How nice to celebrate a good friend! I met Brenda O’Farrell in my first year of journalism in 1983 at Concordia University. She was 19. I was 25. She was an early bloomer and I was a late one. We’ve remained fast friends ever since, although there have been some gaps in contact. As in many long-running, special friendships, we always seamlessly pick up from where we left off.
Last weekend, the town of Hudson honored her as the Irish Woman of the Year, which Doug and I happily attended. It was the 10th anniversary of the award and the first time for a woman. She was delighted and the 180-some people who gathered to celebrate her accomplishments were obviously thrilled.

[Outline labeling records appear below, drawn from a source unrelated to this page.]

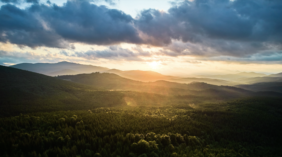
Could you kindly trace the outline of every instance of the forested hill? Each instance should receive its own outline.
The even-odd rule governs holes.
[[[122,106],[126,104],[126,99],[138,104],[136,99],[145,103],[157,100],[157,104],[168,98],[153,94],[97,90],[93,86],[2,66],[0,73],[0,117]],[[133,97],[136,94],[138,98]]]
[[[114,74],[93,73],[59,76],[62,79],[91,85],[101,89],[129,90],[155,93],[167,95],[192,94],[201,96],[238,98],[250,96],[280,96],[281,93],[256,93],[242,88],[217,86],[202,82],[186,84],[164,81],[143,82],[126,78]]]

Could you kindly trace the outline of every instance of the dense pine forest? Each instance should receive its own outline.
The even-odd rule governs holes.
[[[0,156],[282,156],[278,93],[0,71]]]

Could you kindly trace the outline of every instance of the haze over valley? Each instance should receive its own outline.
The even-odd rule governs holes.
[[[0,6],[0,157],[282,157],[281,1]]]

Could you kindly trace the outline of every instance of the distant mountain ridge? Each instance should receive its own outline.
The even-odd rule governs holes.
[[[2,63],[0,63],[0,65],[2,65],[3,66],[6,66],[6,67],[8,67],[11,65],[10,64],[4,64]]]
[[[81,74],[97,72],[103,72],[110,70],[106,67],[91,65],[84,65],[66,61],[57,63],[22,63],[10,66],[51,76],[61,75],[62,74],[74,74],[73,71],[72,71],[70,73],[66,72],[68,70],[69,70],[77,72],[78,74]]]

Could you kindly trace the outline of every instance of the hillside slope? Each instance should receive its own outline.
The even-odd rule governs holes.
[[[10,67],[46,74],[56,72],[56,75],[62,75],[63,74],[60,74],[58,72],[65,69],[78,72],[80,74],[97,72],[104,72],[109,70],[106,67],[65,61],[57,63],[22,63],[12,65]],[[65,72],[64,72],[65,73],[64,74],[65,74]]]
[[[167,95],[192,94],[199,96],[235,98],[257,95],[257,94],[250,91],[235,87],[217,86],[204,83],[195,82],[184,84],[165,81],[145,83],[124,78],[114,74],[107,73],[96,72],[75,75],[63,76],[58,78],[93,85],[101,89],[133,90]],[[264,94],[261,93],[259,95]],[[278,94],[278,95],[279,94]],[[276,95],[274,96],[277,96]]]

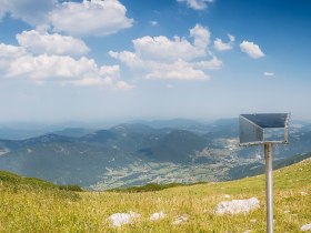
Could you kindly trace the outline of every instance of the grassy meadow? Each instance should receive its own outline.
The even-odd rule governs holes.
[[[311,223],[311,160],[277,170],[273,175],[274,232],[300,232],[302,225]],[[265,232],[263,175],[157,192],[70,190],[0,172],[0,232]],[[213,213],[221,201],[253,196],[260,200],[260,209],[249,214]],[[121,227],[113,227],[108,220],[113,213],[129,211],[141,216]],[[164,219],[149,220],[160,211],[167,214]],[[173,225],[183,214],[189,220]]]

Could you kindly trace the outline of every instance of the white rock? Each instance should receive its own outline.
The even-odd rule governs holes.
[[[140,217],[140,214],[130,211],[129,213],[114,213],[114,214],[111,214],[109,216],[109,220],[111,221],[113,226],[120,227],[123,224],[131,223],[137,217]]]
[[[311,231],[311,223],[301,226],[300,231],[302,232]]]
[[[251,210],[259,209],[259,200],[257,197],[251,197],[248,200],[232,200],[220,202],[214,210],[215,214],[238,214],[238,213],[249,213]]]
[[[189,219],[188,214],[183,214],[183,215],[181,215],[181,216],[175,217],[174,221],[172,222],[172,224],[173,224],[173,225],[179,225],[179,224],[181,224],[181,223],[187,222],[188,219]]]
[[[150,221],[157,221],[157,220],[162,220],[165,217],[167,214],[164,214],[162,211],[159,213],[153,213],[150,215],[149,220]]]

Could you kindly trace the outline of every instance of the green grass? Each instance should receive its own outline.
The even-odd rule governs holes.
[[[116,192],[116,193],[143,193],[143,192],[156,192],[161,190],[167,190],[177,186],[192,186],[197,184],[203,184],[205,182],[198,182],[191,184],[183,184],[183,183],[169,183],[169,184],[157,184],[157,183],[149,183],[142,186],[130,186],[130,188],[119,188],[119,189],[111,189],[107,190],[107,192]]]
[[[274,172],[274,232],[300,232],[311,223],[311,160]],[[307,193],[301,195],[301,192]],[[213,213],[231,199],[260,200],[260,209],[247,215]],[[228,200],[228,199],[227,199]],[[230,199],[229,199],[230,200]],[[118,212],[141,214],[120,229],[108,217]],[[150,222],[163,211],[167,217]],[[285,213],[290,211],[289,213]],[[174,217],[189,221],[172,225]],[[264,176],[232,182],[175,186],[157,192],[73,192],[37,179],[0,172],[0,232],[265,232]]]

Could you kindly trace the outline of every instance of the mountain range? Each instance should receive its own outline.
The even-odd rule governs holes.
[[[293,126],[290,144],[275,146],[274,159],[310,152],[309,126]],[[0,140],[0,170],[93,190],[223,181],[260,173],[250,168],[262,165],[262,148],[240,148],[238,143],[235,119],[133,122],[106,130],[71,128],[30,139]]]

The toasts! The tributes! The fun that was had! Green filled the room. Ties, scarves and outfits. Even green sparkles, which you don’t often see. Lots of jokes, laughter and smiling faces.
Marilyne Picard, MNA (Soulanges) marked the occasion with a surprise bronze medallion from the Assemblée Nationale du Québec, no less.

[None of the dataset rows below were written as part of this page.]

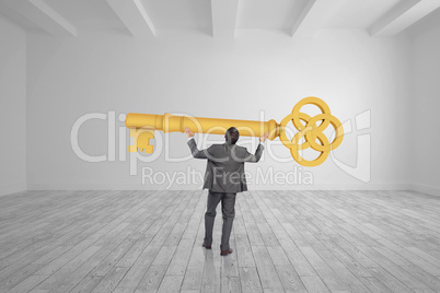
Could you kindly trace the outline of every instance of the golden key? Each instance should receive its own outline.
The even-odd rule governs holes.
[[[321,114],[309,116],[300,112],[304,105],[315,105],[321,109]],[[286,136],[286,129],[289,121],[292,121],[298,132],[289,140]],[[321,124],[319,124],[321,122]],[[137,152],[138,149],[146,153],[153,152],[153,145],[150,145],[150,139],[154,139],[154,131],[162,130],[167,132],[184,132],[185,127],[190,131],[209,134],[224,134],[227,129],[235,127],[240,136],[263,137],[267,131],[268,139],[274,140],[279,137],[282,144],[290,149],[294,161],[303,166],[321,165],[328,156],[329,152],[343,142],[344,128],[340,121],[331,114],[327,104],[315,96],[309,96],[297,103],[288,116],[280,124],[274,119],[268,121],[218,119],[190,116],[174,116],[169,113],[164,115],[153,114],[127,114],[125,124],[130,129],[130,137],[135,139],[134,145],[129,145],[129,152]],[[335,138],[332,143],[323,131],[332,125],[335,129]],[[304,138],[304,142],[300,143]],[[312,148],[320,155],[315,160],[305,160],[300,155],[300,151]]]

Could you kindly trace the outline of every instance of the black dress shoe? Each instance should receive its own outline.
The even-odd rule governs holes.
[[[228,250],[221,250],[221,251],[220,251],[220,255],[221,255],[221,256],[227,256],[227,255],[229,255],[229,254],[232,254],[232,248],[229,248]]]

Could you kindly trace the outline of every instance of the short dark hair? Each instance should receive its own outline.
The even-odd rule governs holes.
[[[232,144],[235,144],[235,142],[239,140],[240,138],[240,132],[235,127],[230,127],[227,130],[227,133],[224,134],[224,138],[227,141],[231,141]]]

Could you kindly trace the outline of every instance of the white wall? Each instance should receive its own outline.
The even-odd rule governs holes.
[[[412,40],[412,178],[416,190],[440,196],[440,9],[408,32]]]
[[[30,35],[28,188],[160,189],[167,188],[169,181],[142,185],[141,167],[169,174],[185,172],[187,166],[205,171],[204,161],[170,163],[162,153],[154,162],[140,163],[138,175],[130,176],[129,162],[118,159],[117,145],[115,162],[84,162],[72,151],[70,132],[88,113],[258,119],[265,110],[266,120],[279,122],[299,99],[314,95],[325,99],[341,121],[354,121],[358,114],[371,110],[371,128],[360,132],[371,134],[371,180],[354,178],[328,159],[319,167],[301,169],[313,175],[313,186],[252,181],[250,188],[406,189],[410,163],[407,45],[401,37],[371,38],[360,31],[323,31],[314,39],[250,31],[232,42],[190,32],[170,32],[151,40],[102,33],[65,39]],[[116,127],[124,122],[117,120]],[[356,164],[356,134],[347,134],[335,150],[335,156],[350,165]],[[169,137],[172,156],[189,155],[183,133]],[[84,152],[106,154],[106,121],[84,124],[79,139]],[[276,150],[290,157],[285,146]],[[248,164],[246,171],[256,176],[257,166],[289,172],[296,165],[293,160],[276,162],[266,152],[260,163]],[[194,189],[200,184],[169,188]]]
[[[0,15],[0,195],[26,189],[26,33]]]

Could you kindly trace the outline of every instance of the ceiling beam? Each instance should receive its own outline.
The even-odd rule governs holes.
[[[314,37],[321,28],[321,21],[327,19],[335,2],[329,0],[308,0],[292,26],[292,36]]]
[[[137,38],[155,36],[155,27],[141,0],[107,0],[109,7]]]
[[[403,0],[370,28],[371,36],[393,36],[440,7],[440,0]]]
[[[234,37],[240,0],[211,0],[212,36]]]
[[[53,36],[77,36],[74,25],[43,0],[8,0],[5,3]]]

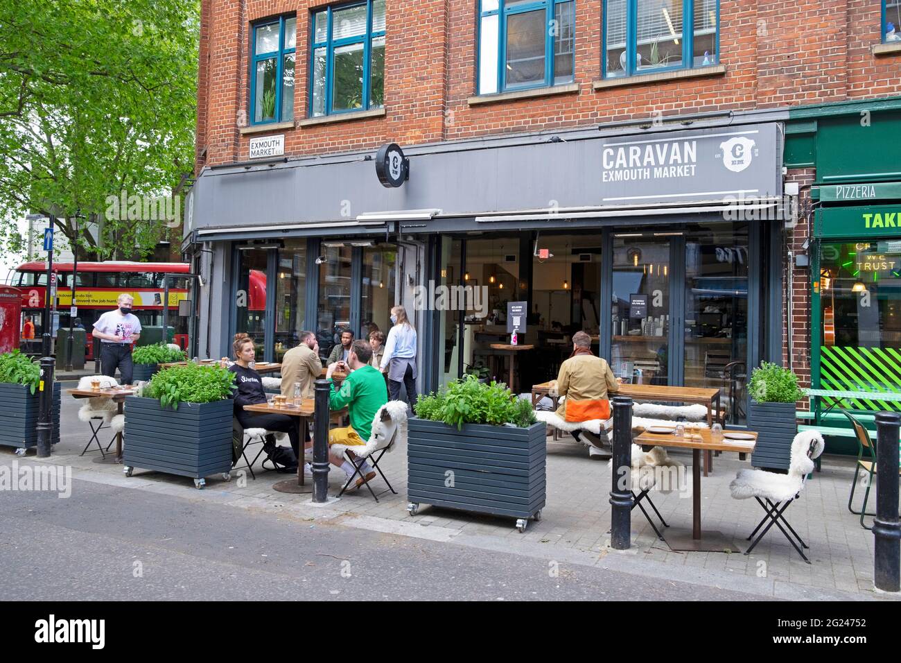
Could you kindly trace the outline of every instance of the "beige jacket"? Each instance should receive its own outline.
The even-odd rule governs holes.
[[[557,393],[567,401],[596,401],[607,398],[607,392],[619,389],[619,382],[605,359],[593,355],[577,355],[560,364],[557,376]],[[557,415],[566,418],[566,401],[557,409]]]
[[[294,384],[300,382],[304,398],[313,398],[314,382],[323,372],[319,356],[305,344],[292,347],[282,359],[282,396],[294,397]]]

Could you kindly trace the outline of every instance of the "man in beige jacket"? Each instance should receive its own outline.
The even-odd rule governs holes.
[[[300,333],[300,345],[292,347],[282,359],[282,396],[294,398],[294,385],[300,382],[304,398],[313,398],[314,383],[323,373],[319,359],[319,343],[316,335],[310,331]]]

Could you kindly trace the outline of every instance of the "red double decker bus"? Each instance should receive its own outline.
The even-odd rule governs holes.
[[[56,278],[56,306],[51,333],[59,327],[68,327],[72,305],[71,262],[54,262]],[[134,298],[133,313],[142,327],[162,327],[163,275],[187,274],[191,266],[187,262],[132,262],[106,261],[78,262],[75,277],[76,318],[88,335],[86,359],[93,359],[94,344],[90,334],[94,323],[105,311],[118,306],[116,298],[127,292]],[[44,329],[44,302],[47,297],[47,263],[25,262],[13,274],[9,285],[22,290],[22,315],[31,316],[34,323],[35,340],[40,342]],[[189,280],[169,278],[168,324],[175,327],[175,342],[187,348],[188,318],[177,315],[178,302],[187,299]]]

I swear every time Brenda’s name was mentioned, everyone’s face just beamed. That’s the word, folks: beamed, from the Oxford Dictionary: A ray or shaft of light. A radiant or good-natured look or smile.

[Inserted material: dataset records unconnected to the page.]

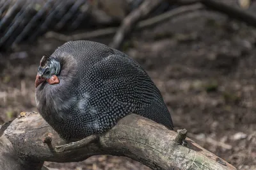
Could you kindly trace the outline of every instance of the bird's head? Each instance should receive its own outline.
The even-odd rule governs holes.
[[[40,62],[37,72],[35,86],[37,88],[44,82],[49,84],[55,84],[60,82],[58,78],[61,70],[60,61],[51,56],[44,56]]]

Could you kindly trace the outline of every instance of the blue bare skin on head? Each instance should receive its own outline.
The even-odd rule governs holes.
[[[50,84],[58,84],[60,80],[57,75],[60,73],[60,62],[56,59],[43,56],[37,72],[35,86],[37,88],[45,81]]]

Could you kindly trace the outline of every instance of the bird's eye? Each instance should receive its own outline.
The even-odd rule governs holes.
[[[49,74],[49,73],[50,73],[50,71],[49,71],[49,70],[47,70],[47,71],[46,71],[46,72],[45,72],[44,74],[47,75],[47,74]]]

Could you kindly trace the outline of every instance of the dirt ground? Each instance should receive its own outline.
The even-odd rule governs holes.
[[[104,43],[108,40],[98,40]],[[36,111],[34,81],[42,55],[62,44],[40,38],[0,57],[0,124]],[[256,29],[213,12],[195,13],[135,33],[122,49],[148,72],[175,130],[239,169],[256,169]],[[51,163],[56,169],[149,169],[122,157]]]

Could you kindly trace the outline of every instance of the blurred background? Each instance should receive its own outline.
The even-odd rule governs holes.
[[[147,19],[181,8],[168,1]],[[256,4],[246,4],[250,1],[221,1],[256,17]],[[122,21],[143,3],[1,0],[0,125],[22,111],[37,111],[34,82],[43,55],[68,40],[110,44]],[[148,72],[172,111],[175,130],[186,128],[188,137],[239,169],[256,169],[255,45],[255,27],[202,8],[135,29],[120,50]],[[45,165],[60,170],[150,169],[108,155]]]

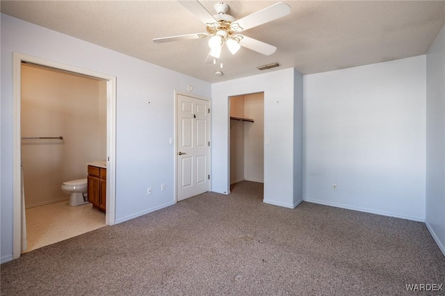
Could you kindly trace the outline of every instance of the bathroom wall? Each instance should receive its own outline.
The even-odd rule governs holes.
[[[86,163],[105,159],[104,81],[35,66],[22,66],[22,140],[26,208],[69,198],[63,181],[83,179]]]
[[[445,255],[445,26],[426,55],[425,222]]]

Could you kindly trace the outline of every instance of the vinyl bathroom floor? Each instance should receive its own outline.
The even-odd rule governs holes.
[[[26,209],[26,252],[51,245],[105,226],[105,214],[91,204],[70,206],[68,201]]]

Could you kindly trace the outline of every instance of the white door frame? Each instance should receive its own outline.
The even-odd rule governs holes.
[[[179,90],[175,90],[175,140],[173,142],[173,145],[175,146],[174,148],[174,151],[175,151],[175,157],[174,157],[174,160],[173,161],[175,161],[175,178],[173,180],[173,184],[175,184],[175,188],[174,188],[174,191],[175,191],[175,202],[178,202],[178,195],[177,195],[177,157],[178,157],[178,151],[177,151],[177,144],[178,142],[178,133],[177,133],[177,104],[178,104],[178,95],[183,95],[183,96],[186,96],[186,97],[193,97],[195,99],[203,99],[205,101],[209,101],[209,108],[210,108],[210,99],[204,97],[201,97],[201,96],[198,96],[196,94],[191,94],[189,92],[181,92]],[[210,139],[211,139],[211,129],[210,128],[211,126],[211,113],[209,112],[209,140],[210,141]],[[211,142],[210,143],[210,145],[211,145]],[[208,170],[209,170],[209,174],[210,174],[211,172],[211,149],[210,149],[210,146],[209,146],[209,163],[208,163]],[[210,180],[209,181],[209,188],[208,188],[208,191],[210,191],[210,188],[211,188],[211,176],[210,176]]]
[[[106,81],[106,225],[115,224],[115,158],[116,158],[116,77],[86,69],[54,62],[43,58],[13,53],[13,256],[20,257],[22,253],[22,177],[20,108],[22,62],[80,74]]]

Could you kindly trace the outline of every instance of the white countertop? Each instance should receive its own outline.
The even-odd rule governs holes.
[[[106,168],[106,161],[97,161],[92,163],[87,163],[88,165],[92,165],[93,167]]]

So much goodness, happiness, generosity floating in the air. It was truly a lovely sight to behold and breath in.
“Bren”, as I like to call her, started her own company, Ballyporeen Media Inc., two years ago after a she got a buy-out from the Montreal Gazette. Her Gazette career included various positions: national news editor, Sunday editor, and special projects editor.
She was also editor of the West Island Gazette and Off-Island Gazette and is credited with leading a reporting team that launched two of Postmedia’s most successful hyper-local news websites.
She’s now also executive director of the Quebec Farmers’ Association.
The Gazette wrote a story on her, and Global News carried the news as well.
She said she found the honor “humbling” and hadn’t seen it coming. Of course she hadn’t.
After all, what had she done for the community? Well, it turns out, quite a bit. But always low-key. No agenda, no plan, no design. No calling attention to herself. No airs.
Just Brenda being Brenda, who—surprise— couldn’t accept the Irishwoman of the Year award without giving something back. She’s established a $1,000 annual scholarship, which her company will fund for the next 10 years, for a female student of Irish heritage at John Abbott College to have an adventure. Whatever adventure she wants.
The name of the scholarship? The O’Farrell Wondrous Adventure Scholarship.
I thought about ending my own tribute to Brenda with a little tease about not letting it all go to her head.
But the reality is, she couldn’t if she tried to. That’s my Brenda.
How lucky am I to be counted as her friend?